Merging the three projections on the shared period keys gives the exhibit — the forward loss-ratio and gain path, with each renewal visibly landing:
frame = (claims_base_pp
.merge(premium_pp, on=["group_id", "projection_period", "calendar_quarter"])
.merge(expense_pp, on=["group_id", "projection_period", "calendar_quarter"]))
q = frame.groupby(["group_id", "calendar_quarter"], as_index=False)[
["projected_claims", "premium", "projected_expense"]].sum()
q["loss_ratio"] = q["projected_claims"] / q["premium"]
q["gain_ratio"] = (q["premium"] - q["projected_claims"]
- q["projected_expense"]) / q["premium"]
group |
quarter |
loss ratio |
gain ratio |
|---|---|---|---|
A |
Q1 |
0.9535 |
−0.0363 |
A |
Q2 |
0.8994 |
+0.0216 |
A |
Q3 |
0.9283 |
−0.0082 |
A |
Q4 |
0.9752 |
−0.0563 |
B |
Q1 |
0.9338 |
−0.0145 |
B |
Q2 |
0.9689 |
−0.0507 |
B |
Q3 |
0.9697 |
−0.0508 |
B |
Q4 |
0.9603 |
−0.0397 |
The shape is the story.
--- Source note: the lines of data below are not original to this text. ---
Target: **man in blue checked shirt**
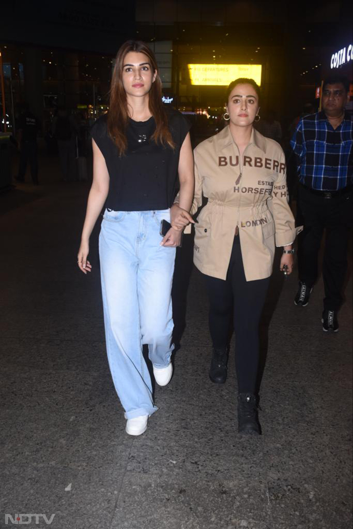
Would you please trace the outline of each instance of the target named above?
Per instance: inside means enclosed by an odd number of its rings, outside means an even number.
[[[291,141],[296,154],[300,184],[297,209],[304,230],[298,237],[299,288],[296,305],[307,305],[318,275],[318,254],[324,229],[324,331],[338,331],[337,312],[347,269],[352,226],[352,116],[345,111],[349,83],[332,76],[322,87],[322,111],[299,121]]]

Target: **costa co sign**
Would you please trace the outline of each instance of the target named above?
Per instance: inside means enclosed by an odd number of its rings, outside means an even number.
[[[331,67],[339,68],[349,61],[353,61],[353,45],[351,44],[350,44],[347,48],[342,48],[339,51],[332,53],[331,58]]]
[[[34,519],[34,523],[39,524],[40,518],[42,518],[47,525],[50,525],[54,519],[55,514],[52,514],[48,518],[45,514],[15,514],[13,518],[11,514],[5,515],[5,524],[6,525],[9,523],[13,525],[21,525],[22,524],[28,525],[32,523],[32,518]]]

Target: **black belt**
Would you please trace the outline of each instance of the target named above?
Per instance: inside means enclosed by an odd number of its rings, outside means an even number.
[[[317,195],[318,196],[322,197],[322,198],[336,198],[336,197],[349,193],[352,189],[351,186],[347,186],[346,187],[343,187],[341,189],[337,189],[336,191],[319,191],[319,189],[312,189],[311,187],[307,187],[303,184],[301,184],[301,186],[312,195]]]

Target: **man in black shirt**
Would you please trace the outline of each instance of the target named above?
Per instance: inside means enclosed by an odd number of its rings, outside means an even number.
[[[19,119],[17,141],[20,152],[20,166],[16,180],[24,181],[27,162],[29,161],[31,176],[34,185],[38,185],[38,152],[37,136],[39,123],[35,116],[25,103],[22,106],[22,112]]]

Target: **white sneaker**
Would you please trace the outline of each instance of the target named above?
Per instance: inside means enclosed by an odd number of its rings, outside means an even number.
[[[147,430],[148,415],[140,415],[133,419],[128,419],[125,431],[129,435],[141,435]]]
[[[156,367],[153,366],[155,379],[158,386],[166,386],[171,378],[173,372],[173,367],[171,362],[169,362],[166,367]]]

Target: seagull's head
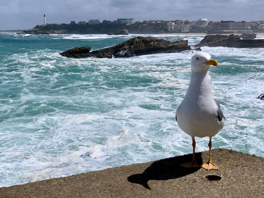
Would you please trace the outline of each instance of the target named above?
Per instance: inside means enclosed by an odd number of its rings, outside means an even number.
[[[203,51],[198,51],[192,57],[192,70],[196,72],[206,72],[210,66],[217,66],[218,63],[215,60],[211,59],[211,55]]]

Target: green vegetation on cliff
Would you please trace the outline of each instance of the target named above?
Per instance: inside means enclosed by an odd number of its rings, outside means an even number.
[[[106,34],[114,33],[126,29],[131,34],[155,34],[166,31],[166,27],[157,23],[135,23],[130,26],[125,24],[91,25],[69,25],[62,23],[61,25],[48,24],[46,25],[37,25],[34,29],[39,31],[58,31],[64,34]]]

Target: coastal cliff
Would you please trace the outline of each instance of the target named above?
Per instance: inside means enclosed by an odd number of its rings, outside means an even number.
[[[0,196],[262,197],[264,158],[224,149],[212,149],[211,155],[219,170],[181,166],[191,160],[192,154],[189,154],[3,187]],[[202,164],[208,160],[209,151],[195,155],[197,163]],[[222,179],[214,180],[219,176]]]
[[[90,47],[74,48],[60,53],[68,58],[125,58],[190,50],[187,40],[172,42],[150,36],[137,36],[110,48],[90,52]]]
[[[24,31],[23,33],[37,34],[38,34],[39,32],[48,32],[49,34],[114,34],[121,32],[124,29],[127,30],[130,33],[132,34],[155,34],[164,32],[166,31],[166,27],[160,24],[141,23],[130,26],[125,24],[37,25],[33,29]]]

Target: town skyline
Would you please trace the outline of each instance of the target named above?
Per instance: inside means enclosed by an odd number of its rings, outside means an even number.
[[[209,18],[250,21],[263,19],[264,4],[257,0],[62,0],[22,2],[10,0],[0,3],[0,17],[4,19],[0,29],[28,29],[42,23],[43,15],[48,23],[98,19],[113,21],[134,17],[136,21],[173,20]]]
A’s April renewal lands hard — Q2 posts the 2% target and change — then annual trend and the Q4 seasonal peak erode it against a rate that stays flat until next April. B’s September action arrives too late to rescue its year. For the renewal year as a whole, A books a 0.939 loss ratio and a −1.9% gain, B 0.958 and −3.9%: the rate was priced to the calendar-year average cost level, but the actions earn in mid-year while trend runs all year. The exhibit does not hide that timing — it prices it.
The adverse world¶
The adverse scenario added two points of claim trend at projection time;
compare_scenarios reads the cost straight off the results:
claim_results.compare_scenarios(baseline="baseline", comparison="adverse",
by="group_id", measures="projected_claims")
# group_id baseline comparison change pct_change
# A 35,423,179 36,724,550 1,301,371 0.0367
# B 5,081,172 5,171,891 90,719 0.0179
Two points of trend cost A 3.7% of claims but B only 1.8% — and that is not noise, it is the blend. The complement is quoted at the prospective basis, so it does not move when trend moves; only B’s 46% experience share rides the extra trend back from the experience midpoint. Credibility does not just stabilize the estimate — it dampens the small group’s trend risk, and the scenario machinery makes that visible in one call. At the issued rates the adverse year books at 0.973 (A) and 0.975 (B): about 3.4 and 1.7 points of loss ratio, which is what “+2 points of trend” actually costs this block.